Determinant of $V^* V$ where $V$ is rectangular Vandermonde matrix with nodes on unit circle

Let $z_{1},\dots,z_{k}$ be distinct complex numbers with $\left|z_{j}\right|=1,\;j=1,\dots,k$. For any natural $N\geqslant k$ consider the rectangular Vandermonde matrix $$V_{N}=\begin{pmatrix}1 & 1 & \dots & 1\\ z_{1} & z_{2} & & z_{k}\\ \vdots & \vdots & & \vdots\\ z_{1}^{N-1} & z_{2}^{N-1} & & z_{k}^{N-1} \end{pmatrix}.$$

Let $V_{N}^{*}$ denote the conjugate transpose of $V_{N}$. Since $V_{N}$ has full rank, the square $k\times k$ matrix $V_{N}^{*}V_N$ is nonsingular. We are interested in the quantity $$D\left(N\right)=\det\left(V_{N}^{*}V_N\right).$$ For $N=k$ we have by the well-known explicit formula $$D\left(k\right)=\prod_{i<j}\left|z_{i}-z_{j}\right|^{2}.$$

Question: Does there exist an explicit simple'' expression for $D\left(N\right)$ with arbitrary $N>k$?

Example of a simple expression in the special case $k=2$:

Without loss of generality $z_{1}=1$ and $z_{2}=\exp\left(\imath x\right)$ for $x\in\left[-\pi,\pi\right]\setminus\{0\}.$ An explicit computation gives the following: $$D\left(N\right)=N^{2}-\frac{\sin^{2}\frac{N}{2}x}{\sin^{2}\frac{x}{2}}.$$

This is a partial answer only - but there is a clear place to start.

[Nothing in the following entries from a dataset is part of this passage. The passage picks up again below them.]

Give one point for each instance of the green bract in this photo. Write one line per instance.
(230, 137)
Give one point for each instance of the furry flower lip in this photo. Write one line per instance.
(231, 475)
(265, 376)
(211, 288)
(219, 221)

The Cauchy-Binet theorem gives the answer as a sum of products of all maximal minors of the two matrices, where the minors are taken with matching sets of rows/columns. All of these minors are themselves ordinary, N by N Vandermonde determinants. So the answer is the symmetrization of the squared Vandermonde determinant, over all possible choices of N of the k variables.

This is probably not simple enough for you, but at least it's a formula. I haven't assumed anything about the z variables, nor attempted to do any simplification.

• Benjamin, thanks for the reference to Cauchy-Binet. However it does not seem to be helpful straight away. First notice that $N>k$ and thus the maximal minors would be $k\times k$. Second, these minors are definitely NOT the usual Vandermonde because they would involve non-consecutive powers of the $z$ variables. For instance, if $k=3$ and $N>5$ then there would be the minor $$\begin{pmatrix} z_1 & z_2 & z_3\\ z_1^3 & z_2^3 & z_3^3\\z_1^4 & z_2^4 & z_3^4 \end{pmatrix}.$$
– dima
Jan 22 '14 at 19:45
• @dima: Determinants of that form are Schur polynomials times the Vandermonde determinant. Jan 22 '14 at 22:18
• @MichaelJoyce: So we get $D(k)$ times a sum of norm-squareds of Schur polynomials. Specifically, it is the sum of the norm-square of all Schur polynomials corresponding to partitions whose largest part is $<N-k$. Is there a simpler expression for this? Jan 22 '14 at 23:14
• We can rewrite $|s_{\lambda}(z_1, z_2, \ldots, z_k)|^2$ as $s_{\lambda}(z_1, \ldots, z_l) s_{\lambda}(\bar{z}_1, \bar{z}_2, \ldots, \bar{z}_k)$. This recalls Cauchy's identity: $\sum_{\lambda} s_{\lambda}(x_1, x_2, \ldots, x_k) s_{\lambda}(y_1, y_2, \ldots, y_k) = \prod_{i,j} (1-x_i y_j)^{-1}$. But I don't know what happens when you bound the size of the top row. Feb 21 '14 at 20:58

I guess that the determinant only factors if there is a stronger relation between the $$z_j$$. As example one can give a closed expression for $$D_k(N)$$ if $$z_j = \exp(\iota (j-1) x)$$. For $$N$$ even and $$k=3$$ one finds $$D_k(N) = N^k -N \left[ 2 \frac{\sin^2\frac{Nx}{2}}{\sin^2\frac{x}{2}} + \frac{\sin^2 (Nx)}{\sin^2 x} \right] + 2\frac{\sin^2\frac{Nx}{2}}{\sin^2\frac{x}{2}} \frac{\sin(Nx)}{\sin x}.$$ I think the cases $$k>3$$ can also be derived. Note that for equidistant $$z_j$$ the Vandermonde becomes the discrete Fourier transform, at least if $$N=k$$.